Heart worn on a sleeve, tattoo with pretty pictures to hide anguish in the center.
I see the sign, I refused to believe and now it’s just me.
Waving through the pages of the bible clinging on to the last survival tactic I need.
But when numbness comes it fills the ears with disbelief, crying out to wonder if he hears me.
Ease this pain, make it leave, allow me please a riposte from the painful lessons I given me.
Woe is me, my toes bleed from shards of glass I pressed too hard into, walking to imaginary gardens.
Pardon the rest of my French, I’m decoding emotions that don’t make sense.
Hands are tense, I’m losing sense, the cuts from past tense are resurfacing to make dread dense.
Fuck It
Fuck It
Fuck It
Fuck It
Let me paint you a picture that's truly angry.
The flower of carnage polishes the rage of my indigent blade.
Shade is no longer safe from the fury I’ve uncaged.
I’m seething, breathing, teething on the hate and violence is what I crave.

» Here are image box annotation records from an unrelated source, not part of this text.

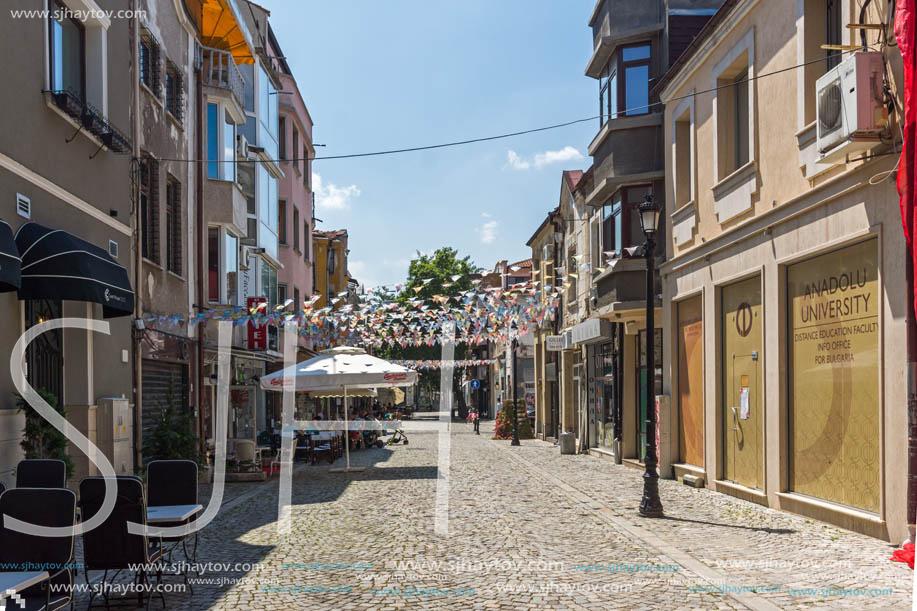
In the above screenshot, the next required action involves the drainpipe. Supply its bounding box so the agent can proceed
[905,248,917,543]
[131,0,144,470]
[194,59,206,456]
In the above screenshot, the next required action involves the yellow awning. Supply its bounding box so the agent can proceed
[201,0,255,64]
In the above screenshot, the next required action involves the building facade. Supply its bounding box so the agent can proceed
[312,229,350,309]
[0,0,139,486]
[277,39,315,358]
[658,0,910,540]
[564,0,722,466]
[138,1,200,460]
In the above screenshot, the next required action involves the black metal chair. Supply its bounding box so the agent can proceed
[0,488,76,611]
[16,458,67,488]
[146,460,198,581]
[80,475,166,609]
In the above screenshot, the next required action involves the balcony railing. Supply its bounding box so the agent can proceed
[46,89,131,155]
[201,47,245,106]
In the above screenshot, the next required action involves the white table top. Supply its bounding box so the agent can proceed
[0,571,50,608]
[146,505,204,524]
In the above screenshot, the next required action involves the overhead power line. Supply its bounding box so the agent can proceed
[159,51,853,164]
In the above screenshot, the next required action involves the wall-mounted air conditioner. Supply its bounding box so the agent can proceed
[236,134,248,159]
[815,52,888,162]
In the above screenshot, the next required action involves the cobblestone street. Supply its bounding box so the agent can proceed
[78,422,912,609]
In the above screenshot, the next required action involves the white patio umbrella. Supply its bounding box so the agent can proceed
[261,346,417,471]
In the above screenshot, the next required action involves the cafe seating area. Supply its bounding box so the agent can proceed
[0,459,203,611]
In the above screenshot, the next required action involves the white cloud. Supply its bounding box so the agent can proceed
[506,145,583,170]
[535,145,583,168]
[312,172,360,210]
[475,221,500,244]
[506,150,531,170]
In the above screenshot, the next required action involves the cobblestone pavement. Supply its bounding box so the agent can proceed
[70,423,912,610]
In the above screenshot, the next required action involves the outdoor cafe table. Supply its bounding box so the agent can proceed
[146,505,204,524]
[0,571,51,609]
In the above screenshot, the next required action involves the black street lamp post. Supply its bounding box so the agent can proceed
[638,195,662,518]
[510,338,520,446]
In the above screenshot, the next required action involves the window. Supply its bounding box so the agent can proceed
[602,193,624,258]
[672,98,695,210]
[207,227,220,303]
[713,29,754,182]
[140,157,159,263]
[166,175,182,276]
[166,62,185,123]
[303,221,315,260]
[220,108,236,181]
[48,2,86,101]
[256,163,280,259]
[620,44,650,116]
[599,43,650,125]
[302,146,312,191]
[207,102,234,181]
[733,69,748,170]
[261,259,278,311]
[207,103,220,179]
[225,231,239,305]
[140,30,159,96]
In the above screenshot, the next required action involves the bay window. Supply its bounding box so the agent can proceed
[599,43,651,125]
[207,102,236,181]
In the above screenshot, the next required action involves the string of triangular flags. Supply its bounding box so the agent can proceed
[389,359,495,370]
[144,280,563,347]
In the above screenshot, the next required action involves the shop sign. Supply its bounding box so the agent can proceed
[787,239,881,512]
[246,297,268,350]
[570,318,611,344]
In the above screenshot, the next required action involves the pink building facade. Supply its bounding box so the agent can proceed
[277,68,315,352]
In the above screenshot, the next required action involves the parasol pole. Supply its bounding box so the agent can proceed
[344,385,350,471]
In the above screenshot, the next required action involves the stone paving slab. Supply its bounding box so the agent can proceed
[62,423,912,610]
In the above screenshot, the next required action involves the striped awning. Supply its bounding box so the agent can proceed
[0,219,22,293]
[16,223,134,318]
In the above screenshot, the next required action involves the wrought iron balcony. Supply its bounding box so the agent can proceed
[47,89,131,154]
[201,47,244,107]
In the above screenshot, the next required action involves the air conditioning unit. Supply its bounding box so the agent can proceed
[815,52,888,161]
[236,134,248,159]
[96,397,134,475]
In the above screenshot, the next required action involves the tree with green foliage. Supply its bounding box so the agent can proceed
[16,388,73,478]
[376,246,481,414]
[143,386,201,463]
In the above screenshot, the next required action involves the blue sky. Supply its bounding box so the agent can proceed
[259,0,598,287]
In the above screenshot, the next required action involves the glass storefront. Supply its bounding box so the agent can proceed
[636,329,662,460]
[590,342,616,449]
[787,239,881,512]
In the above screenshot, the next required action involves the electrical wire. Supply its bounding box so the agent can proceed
[154,51,853,165]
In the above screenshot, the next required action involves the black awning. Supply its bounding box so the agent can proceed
[16,223,134,318]
[0,220,22,293]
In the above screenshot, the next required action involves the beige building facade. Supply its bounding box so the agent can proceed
[656,0,908,541]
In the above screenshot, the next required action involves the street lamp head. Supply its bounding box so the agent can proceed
[637,195,659,240]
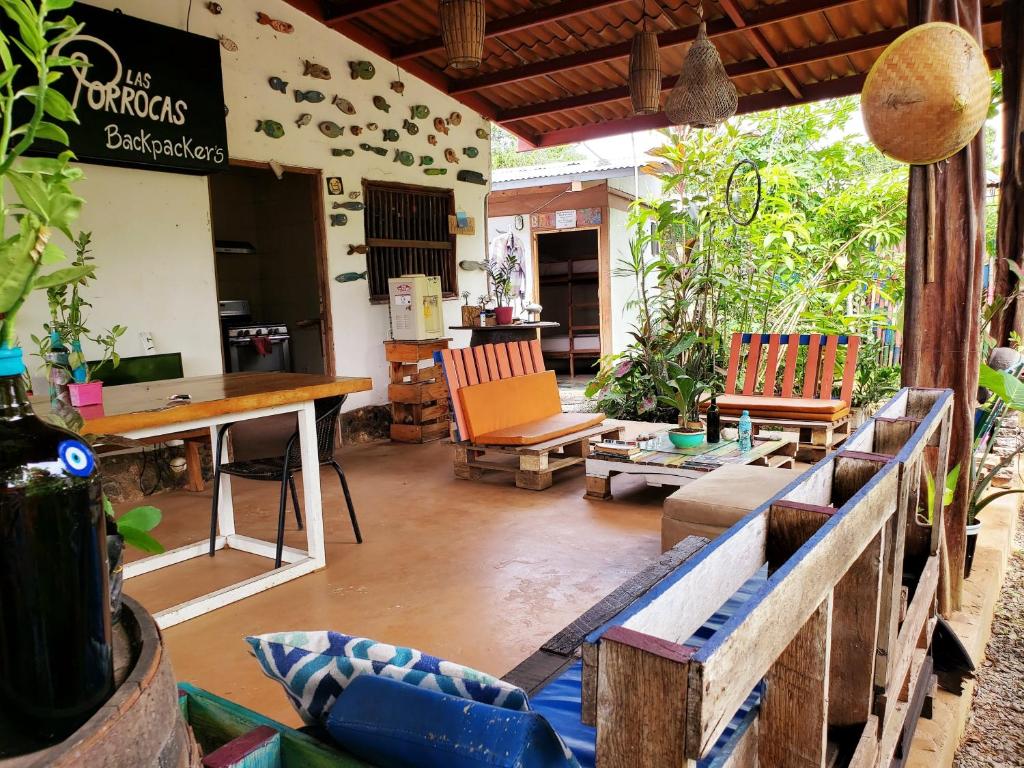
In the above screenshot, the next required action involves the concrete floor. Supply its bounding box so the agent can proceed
[126,425,668,724]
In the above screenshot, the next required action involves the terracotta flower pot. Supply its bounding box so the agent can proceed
[68,381,103,407]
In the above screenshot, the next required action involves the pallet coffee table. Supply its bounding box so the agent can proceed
[584,432,797,500]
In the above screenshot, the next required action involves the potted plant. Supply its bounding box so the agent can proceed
[0,0,125,742]
[483,253,521,326]
[32,232,126,408]
[657,374,708,447]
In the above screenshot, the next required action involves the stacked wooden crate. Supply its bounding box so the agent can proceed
[384,339,451,442]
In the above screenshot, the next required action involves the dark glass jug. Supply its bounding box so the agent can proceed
[0,347,114,755]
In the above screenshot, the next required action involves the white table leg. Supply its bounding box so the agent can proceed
[298,400,327,567]
[210,426,234,537]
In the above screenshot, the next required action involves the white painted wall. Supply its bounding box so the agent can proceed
[18,0,490,408]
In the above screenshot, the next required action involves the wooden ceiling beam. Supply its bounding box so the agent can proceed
[324,0,401,27]
[497,5,1002,123]
[718,0,801,98]
[534,75,867,147]
[449,0,859,95]
[391,0,628,61]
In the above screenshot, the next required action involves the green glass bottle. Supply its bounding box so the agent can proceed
[0,347,114,756]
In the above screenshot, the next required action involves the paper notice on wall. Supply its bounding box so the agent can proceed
[555,210,575,229]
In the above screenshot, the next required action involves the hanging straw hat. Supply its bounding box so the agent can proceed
[860,22,991,165]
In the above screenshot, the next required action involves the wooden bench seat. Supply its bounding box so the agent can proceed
[435,340,622,490]
[718,394,850,421]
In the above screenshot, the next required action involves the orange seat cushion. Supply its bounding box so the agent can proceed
[702,394,850,422]
[459,371,562,442]
[473,414,604,445]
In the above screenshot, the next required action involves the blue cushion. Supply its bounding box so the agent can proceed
[327,677,579,768]
[246,632,529,725]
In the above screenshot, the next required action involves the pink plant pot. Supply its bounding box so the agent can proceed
[495,306,512,326]
[68,381,103,408]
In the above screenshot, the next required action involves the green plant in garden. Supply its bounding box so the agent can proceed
[0,0,92,347]
[657,374,709,429]
[588,99,906,420]
[32,232,127,382]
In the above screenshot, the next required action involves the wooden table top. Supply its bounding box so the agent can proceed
[32,373,373,434]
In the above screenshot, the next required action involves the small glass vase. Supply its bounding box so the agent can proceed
[0,347,114,743]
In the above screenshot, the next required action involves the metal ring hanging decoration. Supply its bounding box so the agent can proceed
[725,158,761,226]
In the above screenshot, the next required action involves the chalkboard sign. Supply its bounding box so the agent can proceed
[16,3,228,173]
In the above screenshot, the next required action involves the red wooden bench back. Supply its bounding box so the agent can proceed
[436,339,544,439]
[725,333,860,406]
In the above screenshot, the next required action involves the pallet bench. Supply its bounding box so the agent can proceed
[435,340,622,490]
[705,333,860,461]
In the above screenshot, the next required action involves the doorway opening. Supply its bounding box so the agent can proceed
[210,162,334,375]
[536,228,601,379]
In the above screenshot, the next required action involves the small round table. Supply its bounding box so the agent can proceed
[449,321,559,347]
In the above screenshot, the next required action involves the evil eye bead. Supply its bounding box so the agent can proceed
[57,440,96,477]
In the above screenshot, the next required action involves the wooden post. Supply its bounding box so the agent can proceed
[903,0,985,608]
[597,627,693,768]
[757,593,833,768]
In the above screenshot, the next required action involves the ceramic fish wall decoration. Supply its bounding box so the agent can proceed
[256,11,295,35]
[331,94,355,115]
[302,58,331,80]
[348,61,377,80]
[316,120,345,138]
[335,272,367,283]
[256,120,285,138]
[456,171,487,184]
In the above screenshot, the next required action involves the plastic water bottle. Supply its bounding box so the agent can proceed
[736,411,754,454]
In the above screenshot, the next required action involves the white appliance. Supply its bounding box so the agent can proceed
[387,274,444,341]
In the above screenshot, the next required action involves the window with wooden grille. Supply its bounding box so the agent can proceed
[364,181,459,300]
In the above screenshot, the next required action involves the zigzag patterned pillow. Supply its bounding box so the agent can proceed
[246,632,529,725]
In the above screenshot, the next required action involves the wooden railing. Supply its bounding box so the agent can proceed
[583,389,952,768]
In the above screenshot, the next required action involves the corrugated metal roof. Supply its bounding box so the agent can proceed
[490,160,634,189]
[288,0,1002,145]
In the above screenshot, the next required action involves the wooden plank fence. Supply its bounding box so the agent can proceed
[582,389,952,768]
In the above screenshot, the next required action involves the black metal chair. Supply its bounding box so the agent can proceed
[210,397,362,568]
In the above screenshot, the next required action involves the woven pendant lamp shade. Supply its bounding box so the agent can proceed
[860,22,991,165]
[630,32,662,115]
[665,20,736,128]
[439,0,487,70]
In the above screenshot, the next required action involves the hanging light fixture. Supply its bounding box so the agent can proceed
[439,0,487,70]
[665,5,736,128]
[630,7,662,115]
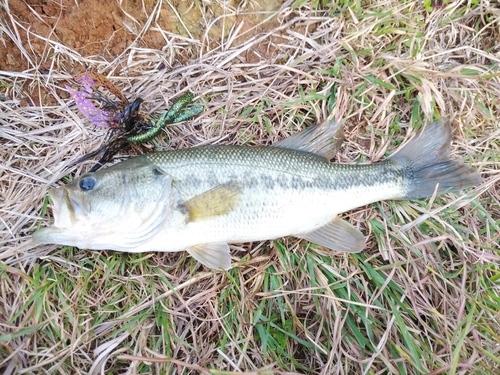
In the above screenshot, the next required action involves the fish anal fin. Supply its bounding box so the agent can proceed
[183,182,241,221]
[272,120,344,160]
[296,216,366,253]
[186,242,231,270]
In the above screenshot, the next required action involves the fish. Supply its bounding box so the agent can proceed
[32,118,481,270]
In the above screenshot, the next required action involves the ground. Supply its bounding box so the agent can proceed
[0,0,500,374]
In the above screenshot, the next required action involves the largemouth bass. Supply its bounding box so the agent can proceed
[33,119,481,270]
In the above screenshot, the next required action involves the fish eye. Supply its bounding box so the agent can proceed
[78,176,96,191]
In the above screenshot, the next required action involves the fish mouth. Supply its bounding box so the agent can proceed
[32,186,86,244]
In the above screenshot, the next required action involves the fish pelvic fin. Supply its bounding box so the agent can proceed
[296,216,366,253]
[389,118,481,199]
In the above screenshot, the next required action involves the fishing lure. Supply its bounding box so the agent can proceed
[66,72,128,128]
[126,93,204,144]
[66,72,204,172]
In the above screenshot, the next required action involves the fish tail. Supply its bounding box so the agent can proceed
[389,118,481,199]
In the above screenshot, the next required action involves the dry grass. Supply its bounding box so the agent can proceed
[0,0,500,374]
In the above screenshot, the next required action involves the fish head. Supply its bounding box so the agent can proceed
[32,157,174,251]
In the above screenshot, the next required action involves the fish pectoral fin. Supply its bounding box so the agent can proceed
[296,216,366,253]
[183,182,242,221]
[272,119,344,160]
[186,242,231,270]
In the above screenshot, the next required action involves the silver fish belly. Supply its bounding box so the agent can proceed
[33,119,480,269]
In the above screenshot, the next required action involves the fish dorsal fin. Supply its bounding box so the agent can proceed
[183,182,242,221]
[272,120,344,160]
[186,242,231,270]
[296,216,365,253]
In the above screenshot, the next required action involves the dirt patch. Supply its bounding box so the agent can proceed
[0,0,286,73]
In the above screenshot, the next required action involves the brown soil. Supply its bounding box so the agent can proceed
[0,0,279,73]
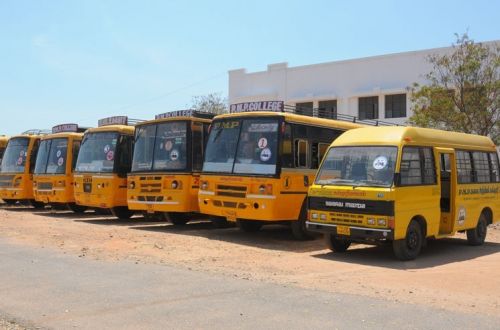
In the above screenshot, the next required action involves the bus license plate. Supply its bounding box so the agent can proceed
[337,226,351,236]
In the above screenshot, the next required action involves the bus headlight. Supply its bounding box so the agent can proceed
[200,181,208,190]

Asked me what sparked this inferonic state.
Release this in waves, fan the flames of never trusting a soul again.
So who am I mad at, bitch - ME
Can’t you see as clearly as I saw the warnings inside my dreams.
I lock myself inside and scream with feral tormenting piercing glee.
Bleeding from the abuse I inflicted onto me then blame the world for what it sees.
No calling me, I’m entering a hardening, blocked caller ID’s
Blood in my eyes, Uchiha cries, internal war immortalize, no one on either side
But - I’ve been commanded to love, so just know.
I fucking love it when you count me out.
Go ahead and pout, this one doesn’t end in doubt.
It is the shout that cries, I love when you count me out.
You think I don’t know you're afraid of the way that I grow.
A rose budding through concrete and thorns tore apart pedals, but I’m petal to the metal.
I am upright, bellowing I love when you count me out.